Wer regelmäßig Gast im Iphöfer Zehntkeller war, kam an Heinrich Seufert nicht vorbei. Oft begrüßte einen der distinguierte Herr im Anzug schon am Eingang, und wenn nicht, machte man spätestens auf einem seiner Rundgänge durch die edle Gaststube mit ihm Bekanntschaft. Nie aufdringlich, immer diskret und zurückhaltend ließ sich Seufert kurz an den Tischen seiner Gäste sehen – so, wie man es eben für ein Haus dieser Kategorie erwartet. Der Zehntkeller war und ist das erste Haus am Platz, nicht nur seiner schieren Größe wegen, sondern auch wegen seiner Klasse. Und das wird auch so bleiben, selbst jetzt, da Heinrich Seufert mit 85 Jahren gestorben ist.

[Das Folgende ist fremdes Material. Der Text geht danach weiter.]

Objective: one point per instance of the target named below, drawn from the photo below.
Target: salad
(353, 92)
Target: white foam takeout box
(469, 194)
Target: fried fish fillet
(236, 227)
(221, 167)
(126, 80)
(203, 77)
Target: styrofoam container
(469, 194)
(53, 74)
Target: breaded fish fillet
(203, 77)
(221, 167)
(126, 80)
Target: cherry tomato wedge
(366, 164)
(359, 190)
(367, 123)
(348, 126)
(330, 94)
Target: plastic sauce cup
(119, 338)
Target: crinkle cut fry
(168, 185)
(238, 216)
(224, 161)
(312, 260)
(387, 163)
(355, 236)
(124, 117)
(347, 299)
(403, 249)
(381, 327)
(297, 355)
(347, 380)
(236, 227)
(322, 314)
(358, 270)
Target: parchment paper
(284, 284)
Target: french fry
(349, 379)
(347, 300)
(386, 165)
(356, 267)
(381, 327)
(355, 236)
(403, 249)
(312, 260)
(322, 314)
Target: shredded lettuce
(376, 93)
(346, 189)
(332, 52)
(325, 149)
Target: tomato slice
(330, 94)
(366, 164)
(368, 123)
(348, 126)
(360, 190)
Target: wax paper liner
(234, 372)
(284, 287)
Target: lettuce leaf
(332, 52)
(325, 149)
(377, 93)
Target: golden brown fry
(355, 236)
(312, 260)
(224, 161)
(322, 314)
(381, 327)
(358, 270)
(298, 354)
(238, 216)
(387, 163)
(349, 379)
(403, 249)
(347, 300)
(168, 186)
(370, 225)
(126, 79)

Seufert, Jahrgang 1937, empfand es als Glück und großes Geschenk, dass er in einer Zeit ohne Krieg aufwachsen durfte. Er hatte zwar als Kaufmann gelernt, aber das war er erst in zweiter Linie. In erster Linie war er Gastronom und Hotelier mit Leib und Seele – kein Pionier im eigentlichen Sinne, denn das von ihm betriebene Hotel mit Restaurant in der Iphöfer Altstadt lenkte er bereits in dritter Generation. Aber erst Seufert, der Wert auf Umgangsformen und Etikette legte, machte es zu dem, was es heute ist: ein Traditionshaus, das Romantiker und Geschäftsleute gleichermaßen anspricht und verwöhnen will.

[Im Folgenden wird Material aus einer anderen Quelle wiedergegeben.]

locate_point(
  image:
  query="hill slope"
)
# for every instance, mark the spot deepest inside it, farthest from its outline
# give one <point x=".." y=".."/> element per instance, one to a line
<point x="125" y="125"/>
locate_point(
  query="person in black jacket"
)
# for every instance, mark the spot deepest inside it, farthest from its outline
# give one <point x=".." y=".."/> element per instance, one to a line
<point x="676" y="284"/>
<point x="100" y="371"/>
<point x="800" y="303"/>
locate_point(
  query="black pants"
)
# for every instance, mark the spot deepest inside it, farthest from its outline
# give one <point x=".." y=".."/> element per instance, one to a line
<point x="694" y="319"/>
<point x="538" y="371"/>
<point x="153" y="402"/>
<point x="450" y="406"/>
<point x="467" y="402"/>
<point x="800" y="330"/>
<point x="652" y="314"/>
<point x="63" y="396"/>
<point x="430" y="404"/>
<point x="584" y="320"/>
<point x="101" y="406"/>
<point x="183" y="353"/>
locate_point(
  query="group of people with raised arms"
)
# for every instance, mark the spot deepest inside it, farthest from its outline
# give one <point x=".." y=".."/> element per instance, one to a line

Der Zehntkeller gewann unter Seufert immer mehr an Bedeutung
Um den Kern des barocken Haupthauses baute Seufert ein Hotel- und Gastronomie-Reich auf, das im Lauf der Jahrzehnte an Größe und Bedeutung gewann. Kurz vor Ausbruch der Corona-Pandemie steckte er noch schnell einige Millionen in ein Tagungs- und Seminarhaus. Dazu hob er auch den anfangs bescheidenen Winzerbetrieb zu einem stattlichen Weingut mit 25 Hektar Rebfläche und Bio-Siegel. Nicht nur Josef Mend, der in drei Jahrzehnten als Bürgermeister Seuferts Weg eng begleitete, verneigt sich im Rückblick vor dessen "großartiger Lebensleistung".
Obwohl Seufert er nie ganz von seinem Lebenswerk lassen konnte oder wollte, hatte er sich früh um eine Nachfolgelösung bemüht. Schon 2005, mit damals 68 Jahren, sprach er von einem baldigen Rückzug aus dem Berufsleben. In Frank Erhard, seinem Schwager, stand ein junger Kronprinz parat, der sich seine Sporen als Geschäftsführer im Zehntkeller bereits verdient hatte. Doch dann kam es zum Bruch zwischen den beiden. Erhard stieg aus dem Projekt aus und suchte sein Glück woanders – ein herber Schlag für Seufert, der nach einer neuen Lösung suchen musste. Sie bestand darin, dass er erst einmal selbst weitermachte.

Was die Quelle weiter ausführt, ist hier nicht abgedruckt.